Bacchanal, a French "neo bistro" that aims to offer an updated take on traditional dishes, occupies what was once the short-lived Recess Diner and Fountain on Sudbury Street, just south of West Queen West and north of Liberty Village.
This beautifully designed space seats 100, including seating along a sleek, brass-accented bar. Various areas flow into one another, from a semi-private dining space with a big window displaying the pastry chefs at work to the main dining area with a view of the quasi-open main kitchen.
General manager/sommelier Lachlan Dennis (Le Select Bistro) has come up with an international wine list (with a heavy dose of France, of course) that focuses on pairing well with the food, and an entire page of the menu is devoted to wines available by the glass.
A French-inspired cocktail menu was created by bar manager Jason Griffin (Maison Boulud and Hotel William Gray in Montreal), and, in keeping with the spirit of the restaurant's name, there's an off-menu absinthe program as well (just ask for the "green fairy").
Dalí ($13) is a visually pleasing drink that tips its hat to the surrealist artist. Containing gin, crème de violette, herbes de Provence, lemon and butterfly pea flower, this floral and not-too-sweet sour uses aquafaba (a vegan chickpea liquid) instead of egg whites to create its foam.

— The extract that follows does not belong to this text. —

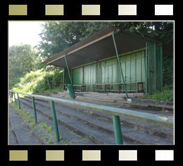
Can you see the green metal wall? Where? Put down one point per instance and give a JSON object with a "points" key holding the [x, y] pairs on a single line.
{"points": [[107, 71]]}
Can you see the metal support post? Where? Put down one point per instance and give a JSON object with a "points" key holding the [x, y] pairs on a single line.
{"points": [[117, 129], [68, 69], [146, 67], [55, 121], [18, 102], [15, 99], [119, 63], [34, 108]]}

Le Bon Vivant ($13), a buttery smooth stirred cocktail with gin, sassafras-infused French vermouth, Amontillado sherry and green strawberry bitters, goes down dangerously easily.

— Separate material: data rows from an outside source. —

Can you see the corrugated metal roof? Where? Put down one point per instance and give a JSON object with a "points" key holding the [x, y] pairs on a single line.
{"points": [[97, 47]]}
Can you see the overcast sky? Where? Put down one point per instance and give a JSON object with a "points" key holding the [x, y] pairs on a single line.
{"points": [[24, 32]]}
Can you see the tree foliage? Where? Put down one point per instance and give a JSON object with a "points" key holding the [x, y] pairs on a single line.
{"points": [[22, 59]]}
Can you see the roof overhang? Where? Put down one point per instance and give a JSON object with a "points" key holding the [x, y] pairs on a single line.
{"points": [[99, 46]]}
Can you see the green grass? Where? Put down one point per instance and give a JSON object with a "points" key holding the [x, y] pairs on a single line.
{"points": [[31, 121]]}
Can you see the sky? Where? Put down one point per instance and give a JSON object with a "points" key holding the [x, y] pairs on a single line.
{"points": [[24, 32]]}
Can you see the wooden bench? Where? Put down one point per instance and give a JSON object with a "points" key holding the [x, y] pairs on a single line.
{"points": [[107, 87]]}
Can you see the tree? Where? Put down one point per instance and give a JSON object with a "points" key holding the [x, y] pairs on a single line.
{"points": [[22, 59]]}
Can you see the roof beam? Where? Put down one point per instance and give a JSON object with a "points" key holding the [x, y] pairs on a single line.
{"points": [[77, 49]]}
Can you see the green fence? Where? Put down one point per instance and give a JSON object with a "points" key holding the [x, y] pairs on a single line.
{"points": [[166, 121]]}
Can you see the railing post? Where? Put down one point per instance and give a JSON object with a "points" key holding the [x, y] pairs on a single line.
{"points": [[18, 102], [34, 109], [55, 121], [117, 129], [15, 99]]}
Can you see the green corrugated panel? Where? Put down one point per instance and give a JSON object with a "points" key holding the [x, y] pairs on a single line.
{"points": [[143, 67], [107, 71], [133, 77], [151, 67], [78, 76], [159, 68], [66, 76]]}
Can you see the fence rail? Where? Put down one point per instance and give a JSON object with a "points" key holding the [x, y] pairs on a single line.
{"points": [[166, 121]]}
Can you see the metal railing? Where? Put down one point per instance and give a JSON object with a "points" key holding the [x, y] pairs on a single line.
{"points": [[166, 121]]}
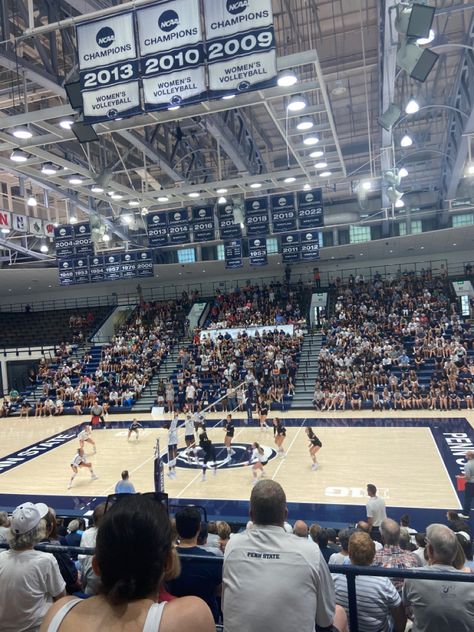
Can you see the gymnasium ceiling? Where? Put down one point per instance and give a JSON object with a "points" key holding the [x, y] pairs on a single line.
{"points": [[343, 52]]}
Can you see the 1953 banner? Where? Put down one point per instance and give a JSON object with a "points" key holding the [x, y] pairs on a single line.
{"points": [[240, 45], [172, 64], [108, 68]]}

Le Landemer ($14) is Griffin's French take on a tiki concoction. It's named after a famous beach-side hotel in Normandy, and is a tropical mix of Calvados, agrikol rum, star anise-infused Lillet, house-made orgeat, celery bitters, fresh pineapple juice and lime.
As for the food, owner/executive chef Luke Donato (Campagnolo) is plating approachable and contemporary bistro fare that's suitable for eating at the bar just as apps with drinks (there's also a raw bar), or for a full-fledged dinner.
He even offers the option of a carte blanche, trust-the-chef, large format dinner ($150/head) served family-style for two or more people.
Perfect for snacking at the bar are a bunch of hors d'oeuvres: pâté de grand-mère ($9), galantine de volaille ($12), champignons à la Grecque ($7), leeks vinaigrette ($7) and oeufs Pépin ($7). A bit of this and that, the flavours all work well together in combination with one another.
As a proper starter, we try the oeufs en meurette ($15), a classic from Burgundy. It's kind of like a classy (and super delicious) breakfast for dinner, with an egg poached in a red wine sauce, bacon, mushrooms and pearl onions on brioche.
Equally satisfying is the agnolotti ($16), with hen-of-the-woods mushrooms and garlicky snails in a spinach and watercress sauce.
No French bistro, new wave or not, is complete without steak frites ($24), and Bacchanal's 8 oz. flatiron version comes topped with a Café de Paris sauce.
Truite de Fjords ($29) pairs a crisp-skinned piece of Norwegian ocean trout in a sauce l'oseille (sorrel sauce) with refreshing steamed cucumbers.
Another classic, magret de canard ($31), is a real delight. The flavourful, perfectly cooked duck breast comes accompanied by a tasty trio of poached plums, sweet parsnips and a foie gras espuma.
Pastry chef Cori Murphy (Alo) is behind the desserts here (she also makes the bread in-house daily).
One option is the Paris-Brest ($15), a beautiful donut-shaped choux pastry sandwiching a divine hazelnut praline crémeux with just a touch of salt for contrast. The booze-soaked baba au rhum ($15) is another winner.
One final tip: be sure to check out the wallpaper; animation artist Ray Xu designed the Toronto-themed one in the main dining area while illustrator Elyse Saunders offers a NSFW interpretation of the restaurant's name in the bathrooms.